There is now little left for him to achieve in domestic football. He will need to play until 2022 in order to break one of the few Serie A records he doesn’t already possess by becoming the league’s oldest player, but that is unlikely to be a signicant factor in deciding his future.
A Champions League medal is still absent from his collection, yet having eluded him so cruelly thus far – beaten in three finals and sent off in the dying seconds of the 2018 semis – he may accept that he will never lift that trophy.
These days, of course, Buffon is a part-time goalkeeper, called in for cup games and occasional league outings, reserve to Poland’s Wojciech Szczesny.
Yet such is his iconic status in Italian and world football, Juventus were more than happy to renew his contract for one more year this summer.
To have a figure like Buffon still at the heart of the team, dispensing wisdom, good counsel and fierce motivation in the Old Lady dressing room is obviously priceless, and was missed during his year at Paris Saint-Germain in 2018-19. His presence at the heart of the Juve dressing room has been key in making the club such a relentless winning machine over the last decade. On top of that, Gazzetta dello Sport points out that Buffon is one of the few players in the squad who can talk man-to-man to Cristiano Ronaldo (and be listened to).

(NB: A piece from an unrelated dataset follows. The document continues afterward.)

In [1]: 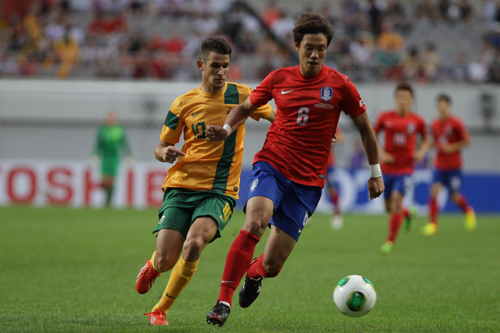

Given that his professional career started at the age of 17, next season will represent Buffon’s 26th at the highest level. He made his club debut for Parma in a Serie A home game in November 1995 against the mighty Milan, then one of the strongest clubs in world football. Cool as anything, Buffon played a blinder, making key saves from players such as Roberto Baggio to keep a clean sheet in a 0-0 draw.
His international debut two years later was even more dramatic. He was brought on in a World Cup play-off away to Russia in Moscow in October 1997, replacing injured first-choice goalkeeper Gianluca Pagliuca. The game was played in a mini-blizzard on a potato patch of a pitch, but the young keeper showed no nerves as Italy held on for a 1-1 draw that set them up to qualify for France ’98.
On the morning of that first game against Milan, his coach Nevio Scala had knocked on his door, just a little worried, asking Buffon: “I am thinking of playing you this afternoon…Is that any problem?” said Scala. “No problem,” came the immediate reply. It was “no problem” then and it has been “no problem” ever since.